L’eresia dipende certamente dal mito della fondazione de Il Manifesto. La frattura col partito comunista, l’idea della rivista, Berlinguer che sconsiglia, ma non vieta – d’altronde Rossanda e il gruppo dei fondatori lo aveva solo informato -, il congresso del novembre 1969, la radiazione dal partito, la rivista pubblicata da un piccolo editore di Bari che diventa il giornale dai titoli più belli d’Italia, Il Manifesto appunto.

La leggenda vuole una lunga discussione sul titolo, la volontà di legarla comunque a Marx, la scelta che cade sul Manifesto del 1848. La giustizia, che è un termine più ambiguo, viene dalla storia prima de Il manifesto: l’essere stata partigiana durante la seconda guerra mondiale, l’essere nata a Pola, l’essere diventata giovanissima dirigente del Pci di Milano (ma forse il superlativo giovanissimo è un portato contemporaneo, dove siamo giovani fino a cinquant’anni).

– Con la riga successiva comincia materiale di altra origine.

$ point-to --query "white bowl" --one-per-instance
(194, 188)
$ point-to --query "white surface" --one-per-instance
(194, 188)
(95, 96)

Giusta ed eretica, partigiana e scissionista dal Pci, l’idea stessa di Rossana Rossanda mi ha sempre messo di buon umore, come un ossimoro tiene insieme due opposti: i ranghi del sistema e la libertà da essi.

Il primo nucleo de Il Manifesto che includeva, oltre a Rossanda, Pintor, Castellina e Magri mi è sempre piaciuto perché, in fondo, per compiere una piccola rivoluzione ha fondato una rivista, che poi è diventata quotidiano.

Rossana Rossanda, in fondo, mi è sempre piaciuta perché  all’eccezione di Berlinguer che eccepisce Il manifesto non è una rivista di ricerca, ma una rivista di intervento politico, Rossanda ribatte Che differenza c’è?

Ecco, a volerla vedere dalla fondazione del giornale, la vicenda di Rossanda e gli altri, è una storia che parla di libri, di editoria, di mediazione, della forma della memoria umana che è quella della pagina scritta, dell’importanza di scrivere perché non si dimentichi, dell’importanza di documentare perché tutti possano sperare che la propria storia sia utile a qualcun altro (e di solito lo è).

Le stesse lettere a il Manifesto – così come le domande degli ascoltatori di Prima Pagina Radio3 – sono state e sono la spina dorsale degli umori politici di un paese.

Ecco, io spero che tra le tante cose che è stata Rossana Rossanda – e che per me sarà ancora – rimanga questa equivalenza tra fare ricerca e fare politica attraverso le parole scritte dei quotidiani, delle riviste, dei libri.